The ends of the barbell represent the truth-value of the result, with false on the left and true on the right. Depending on which way the given question worked out, the appropriate end is highlighted as green.
The red squares correspond to individual predictions. Hover over a red square to see who it is and what their prediction was.
You can highlight an individual person’s votes either by using the dropdown, or tap a red square to select that prediction.
The black mark is the average of all the predictions. The predictions are sorted by the location of the black mark.
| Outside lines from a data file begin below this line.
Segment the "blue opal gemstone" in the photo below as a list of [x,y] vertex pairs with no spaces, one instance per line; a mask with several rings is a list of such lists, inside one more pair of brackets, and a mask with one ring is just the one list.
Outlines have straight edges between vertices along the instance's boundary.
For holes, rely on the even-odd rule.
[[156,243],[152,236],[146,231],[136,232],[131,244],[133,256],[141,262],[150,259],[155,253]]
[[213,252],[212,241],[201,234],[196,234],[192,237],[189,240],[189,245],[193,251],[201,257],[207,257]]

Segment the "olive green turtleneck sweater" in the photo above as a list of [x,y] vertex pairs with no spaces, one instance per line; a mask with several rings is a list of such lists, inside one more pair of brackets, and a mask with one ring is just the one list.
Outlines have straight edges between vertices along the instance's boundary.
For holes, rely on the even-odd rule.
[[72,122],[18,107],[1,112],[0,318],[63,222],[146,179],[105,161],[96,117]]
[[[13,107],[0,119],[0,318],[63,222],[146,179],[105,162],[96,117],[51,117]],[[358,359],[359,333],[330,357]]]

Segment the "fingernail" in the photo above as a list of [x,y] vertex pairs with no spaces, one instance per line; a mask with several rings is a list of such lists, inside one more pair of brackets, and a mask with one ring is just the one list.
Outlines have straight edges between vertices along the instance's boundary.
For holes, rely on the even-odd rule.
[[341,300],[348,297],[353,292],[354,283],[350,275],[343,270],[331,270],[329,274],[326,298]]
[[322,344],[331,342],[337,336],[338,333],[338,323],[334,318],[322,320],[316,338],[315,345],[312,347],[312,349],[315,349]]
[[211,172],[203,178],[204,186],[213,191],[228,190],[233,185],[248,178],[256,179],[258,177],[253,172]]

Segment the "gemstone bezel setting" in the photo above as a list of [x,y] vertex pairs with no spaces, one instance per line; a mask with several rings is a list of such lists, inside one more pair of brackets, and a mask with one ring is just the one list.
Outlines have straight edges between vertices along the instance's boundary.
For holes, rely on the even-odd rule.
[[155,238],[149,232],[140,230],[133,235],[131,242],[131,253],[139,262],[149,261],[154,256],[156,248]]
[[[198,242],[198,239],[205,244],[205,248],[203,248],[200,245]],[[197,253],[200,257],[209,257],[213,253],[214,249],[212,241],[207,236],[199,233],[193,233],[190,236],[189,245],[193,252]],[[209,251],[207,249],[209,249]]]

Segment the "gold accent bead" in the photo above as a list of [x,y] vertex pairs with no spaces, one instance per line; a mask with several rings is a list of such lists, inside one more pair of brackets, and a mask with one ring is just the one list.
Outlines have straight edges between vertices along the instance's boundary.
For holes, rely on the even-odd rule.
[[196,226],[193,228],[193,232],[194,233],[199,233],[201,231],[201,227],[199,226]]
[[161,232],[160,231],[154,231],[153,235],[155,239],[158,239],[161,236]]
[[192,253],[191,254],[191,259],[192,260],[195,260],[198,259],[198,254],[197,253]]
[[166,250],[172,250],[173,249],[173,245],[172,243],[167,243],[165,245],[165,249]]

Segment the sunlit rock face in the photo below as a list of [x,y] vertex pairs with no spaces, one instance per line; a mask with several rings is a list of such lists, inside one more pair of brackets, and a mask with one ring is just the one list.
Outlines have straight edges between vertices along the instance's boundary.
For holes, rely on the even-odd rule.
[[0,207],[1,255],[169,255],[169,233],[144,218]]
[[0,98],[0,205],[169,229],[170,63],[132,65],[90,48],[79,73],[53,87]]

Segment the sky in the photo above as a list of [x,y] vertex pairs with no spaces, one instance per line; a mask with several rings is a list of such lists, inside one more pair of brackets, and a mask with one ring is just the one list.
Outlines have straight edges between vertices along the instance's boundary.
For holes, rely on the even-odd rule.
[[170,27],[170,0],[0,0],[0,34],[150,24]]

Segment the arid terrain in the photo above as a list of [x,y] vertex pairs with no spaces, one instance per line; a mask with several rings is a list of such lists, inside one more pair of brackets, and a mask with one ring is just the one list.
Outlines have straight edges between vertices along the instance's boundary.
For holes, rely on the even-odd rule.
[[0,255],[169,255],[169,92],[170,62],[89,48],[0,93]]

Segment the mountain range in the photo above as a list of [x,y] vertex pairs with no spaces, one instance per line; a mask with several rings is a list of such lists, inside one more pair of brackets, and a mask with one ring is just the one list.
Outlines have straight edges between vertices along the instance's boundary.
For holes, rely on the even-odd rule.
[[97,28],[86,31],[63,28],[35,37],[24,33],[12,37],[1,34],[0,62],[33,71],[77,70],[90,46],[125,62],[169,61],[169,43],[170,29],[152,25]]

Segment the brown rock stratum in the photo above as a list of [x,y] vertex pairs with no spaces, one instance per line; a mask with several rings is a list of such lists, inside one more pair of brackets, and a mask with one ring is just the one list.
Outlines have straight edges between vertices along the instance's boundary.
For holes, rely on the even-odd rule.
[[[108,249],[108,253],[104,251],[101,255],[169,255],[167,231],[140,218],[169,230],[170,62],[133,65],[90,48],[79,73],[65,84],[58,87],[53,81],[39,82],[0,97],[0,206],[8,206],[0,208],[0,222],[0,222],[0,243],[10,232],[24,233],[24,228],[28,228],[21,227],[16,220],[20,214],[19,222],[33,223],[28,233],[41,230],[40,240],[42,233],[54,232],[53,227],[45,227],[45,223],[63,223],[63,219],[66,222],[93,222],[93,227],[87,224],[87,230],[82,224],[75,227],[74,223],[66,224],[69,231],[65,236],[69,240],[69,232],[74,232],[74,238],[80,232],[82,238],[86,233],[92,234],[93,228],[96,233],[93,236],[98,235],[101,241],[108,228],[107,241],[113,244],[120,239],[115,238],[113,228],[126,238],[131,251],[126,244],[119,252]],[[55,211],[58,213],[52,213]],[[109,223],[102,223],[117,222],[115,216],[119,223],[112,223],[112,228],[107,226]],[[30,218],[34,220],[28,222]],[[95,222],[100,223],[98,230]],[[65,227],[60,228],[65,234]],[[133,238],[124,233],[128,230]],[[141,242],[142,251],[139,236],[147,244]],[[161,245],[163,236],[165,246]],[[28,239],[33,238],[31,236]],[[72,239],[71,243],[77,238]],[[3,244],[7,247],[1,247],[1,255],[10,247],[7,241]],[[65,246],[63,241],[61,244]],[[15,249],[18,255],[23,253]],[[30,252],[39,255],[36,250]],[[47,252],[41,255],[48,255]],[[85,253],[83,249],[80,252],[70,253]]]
Note: it takes a moment for the text to pop up when you hover, so be patient!
Here’s the visualization:
The scoring methodology, in detail
We’re doing a small variation on the logarithmic scoring rule. For log scoring, you should think of the probability p of a prediction as a number between 0 and 1, with 0 representing 0%, and 1 representing 100%.
Here’s how our score works:
\text{score}(p,\text{outcome}) = \left( \begin{cases} \ln(p) , & \text{if the outcome was true} \\ \ln(1-p) & \text{if the outcome was false} \end{cases}\right) - \ln(0.5)
This is just log-scoring minus \ln(0.5). That increases the score, since \ln(0.5) is negative. As a result, your score is always zero if your prediction is 50%, and higher scores are better. This reflects the fact that we treat a 50% prediction as a kind of a baseline.
So, say you predicted that a given outcome something was 90% to happen.
- If you were right, then your score would be \ln(0.9) - \ln(0.5) = 0.59.
- If you were wrong, your score would be \ln(1-0.9) - \ln(0.5) = -1.61.